[テイスティング]2013.10.15

ビールで小説、始めました

ビアジャーナリストアカデミー二期生の川端ジェーンです。

妄想に近い小説を書いてみました。ビールを飲むときのお供にしていただければ幸いです。

第1回は私の大好きなベルギーのビール「ボン・ヴー」がテーマです。

 

 

その昔、ボブカットだった訳ではない。テニス部で強化選手にも選ばれたこともある筋肉質な体つきに誰かが「ボブスレーの選手?」と聞いたことからついたあだ名だ。いわゆるサバサバ系の見本のような性格は髪を伸ばしたところで隠せる訳でもない。もう30歳にもなろうという年下の恋人ですら頼ってくる「ボブ」は心の中に常に何かしらの焦りを抱えていた。このままでいいのか。このままでしか、いられないのか…。

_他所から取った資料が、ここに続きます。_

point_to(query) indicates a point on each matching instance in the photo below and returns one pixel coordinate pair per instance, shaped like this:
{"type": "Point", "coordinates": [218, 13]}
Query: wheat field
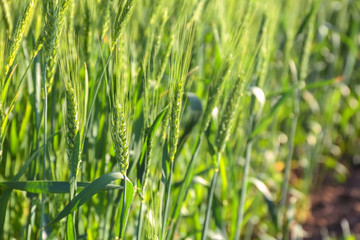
{"type": "Point", "coordinates": [179, 119]}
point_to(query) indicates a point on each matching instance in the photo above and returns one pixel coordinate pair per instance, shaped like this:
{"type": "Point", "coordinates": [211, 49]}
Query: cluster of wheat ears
{"type": "Point", "coordinates": [141, 119]}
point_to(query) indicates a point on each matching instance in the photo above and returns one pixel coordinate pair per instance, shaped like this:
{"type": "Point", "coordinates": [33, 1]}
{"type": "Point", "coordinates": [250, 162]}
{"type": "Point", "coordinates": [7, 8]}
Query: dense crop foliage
{"type": "Point", "coordinates": [195, 119]}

年下の恋人はボブに対する安心感からだろうか、3~4杯飲むと目がトロンとなり、時おり舟をこいでしまう。確かにベルギービールにはアルコール度数の高いものが多い。でも、デートというのに近況を報告し合っては寝るだけ、というのはあんまりでは? 端数分だけ多く彼が支払うという割り勘スタイルも大事にされていないようで気になる。私のほうが年上だし、体の良い暇つぶしなのでは? 少し距離を置いてみた方がいいかも…?

思えば付き合って7年。お互いの交友関係も親戚関係もほとんど把握している。双方の親も結婚は時間の問題だと思っているようだが、そんな意識からかけ離れたところにこの人はいるのではないか? 長女だから、しっかりしているから、と放っておかれることには慣れているが、やはりそれが寂しいときもある。人の気も知らないで、と恋人の寝顔を見ながら深いため息。

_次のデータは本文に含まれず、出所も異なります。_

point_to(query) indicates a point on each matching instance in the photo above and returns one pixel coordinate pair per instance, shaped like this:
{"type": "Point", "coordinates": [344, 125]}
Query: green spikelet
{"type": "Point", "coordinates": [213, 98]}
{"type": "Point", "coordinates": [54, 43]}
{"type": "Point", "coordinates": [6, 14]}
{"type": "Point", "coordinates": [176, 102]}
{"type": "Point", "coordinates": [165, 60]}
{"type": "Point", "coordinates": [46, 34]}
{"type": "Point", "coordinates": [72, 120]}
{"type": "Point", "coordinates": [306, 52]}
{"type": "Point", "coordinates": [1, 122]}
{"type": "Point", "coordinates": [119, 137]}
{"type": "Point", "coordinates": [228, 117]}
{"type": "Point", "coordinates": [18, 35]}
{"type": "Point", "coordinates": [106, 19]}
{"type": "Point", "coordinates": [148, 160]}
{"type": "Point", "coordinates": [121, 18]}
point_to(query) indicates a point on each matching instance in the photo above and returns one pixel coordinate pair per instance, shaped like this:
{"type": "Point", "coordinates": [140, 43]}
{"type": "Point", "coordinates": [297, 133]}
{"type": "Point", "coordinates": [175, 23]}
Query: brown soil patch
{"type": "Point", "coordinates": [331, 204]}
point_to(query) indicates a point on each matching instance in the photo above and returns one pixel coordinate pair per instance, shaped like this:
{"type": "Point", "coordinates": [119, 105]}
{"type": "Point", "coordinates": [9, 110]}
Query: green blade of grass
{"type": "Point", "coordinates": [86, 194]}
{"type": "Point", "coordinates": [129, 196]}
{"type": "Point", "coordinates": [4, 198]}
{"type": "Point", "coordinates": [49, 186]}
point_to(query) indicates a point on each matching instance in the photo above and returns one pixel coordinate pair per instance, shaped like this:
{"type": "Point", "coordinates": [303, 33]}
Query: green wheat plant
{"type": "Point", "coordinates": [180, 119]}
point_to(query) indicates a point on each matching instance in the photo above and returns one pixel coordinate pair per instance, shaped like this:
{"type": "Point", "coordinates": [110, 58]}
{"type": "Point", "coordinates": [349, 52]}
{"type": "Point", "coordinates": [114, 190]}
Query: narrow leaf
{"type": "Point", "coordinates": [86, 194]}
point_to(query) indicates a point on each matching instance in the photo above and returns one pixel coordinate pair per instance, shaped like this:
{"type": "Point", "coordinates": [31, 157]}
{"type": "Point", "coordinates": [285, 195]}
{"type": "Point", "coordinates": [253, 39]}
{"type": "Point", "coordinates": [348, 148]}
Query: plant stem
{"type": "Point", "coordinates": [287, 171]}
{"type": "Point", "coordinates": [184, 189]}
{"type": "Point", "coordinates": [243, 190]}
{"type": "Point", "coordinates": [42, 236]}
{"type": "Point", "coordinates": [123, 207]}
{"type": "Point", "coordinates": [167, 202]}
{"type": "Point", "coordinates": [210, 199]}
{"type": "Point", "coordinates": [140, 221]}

「トリカイさぁん…」と呟くようになじみの店員に助けを求めてみる。トリカイさんはそんなボブに「でも、彼がこうやって潰れるのはボブちゃんと来ている時だけだよ。安心して潰れられる、心を許せる存在なんだね」とへたくそなウィンクと共に答えた。そりゃあそうだ、誰と来てもこうなら単なる飲み方を知らないバカ男だよ、と心の中で毒づきながらボブは恋人を起こしにかかった。「ほら、そろそろ帰るよ。明後日の資料が出来たからって安心しないの」お母さんに起こされてぐずぐずしている小学生のような恋人を急き立てるようにして帰り支度をさせる。今日もこれでデートはおしまいか、とため息をまたひとつ、ついた。今度は金曜日の晩にねぇ、とまだ夢見心地の恋人はそんなボブの背中に声をかけて帰っていった。

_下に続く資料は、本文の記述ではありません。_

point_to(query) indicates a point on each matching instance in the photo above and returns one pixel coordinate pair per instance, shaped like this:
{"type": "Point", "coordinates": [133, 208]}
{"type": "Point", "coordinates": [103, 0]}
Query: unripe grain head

そして、金曜日。ボブが来てみるといつものカウンターではなく、テーブル席に通された。しかも、遅刻5分は誤差の範囲、と常にボブを待たせる名人の恋人は既に来ている。思わず時計を確認して聞いた。「時間、間違えていたかな?」 こっそりしていた善行がみつかったいたずらっ子のように所在無げな雰囲気を醸し出しながら大丈夫、と答える恋人。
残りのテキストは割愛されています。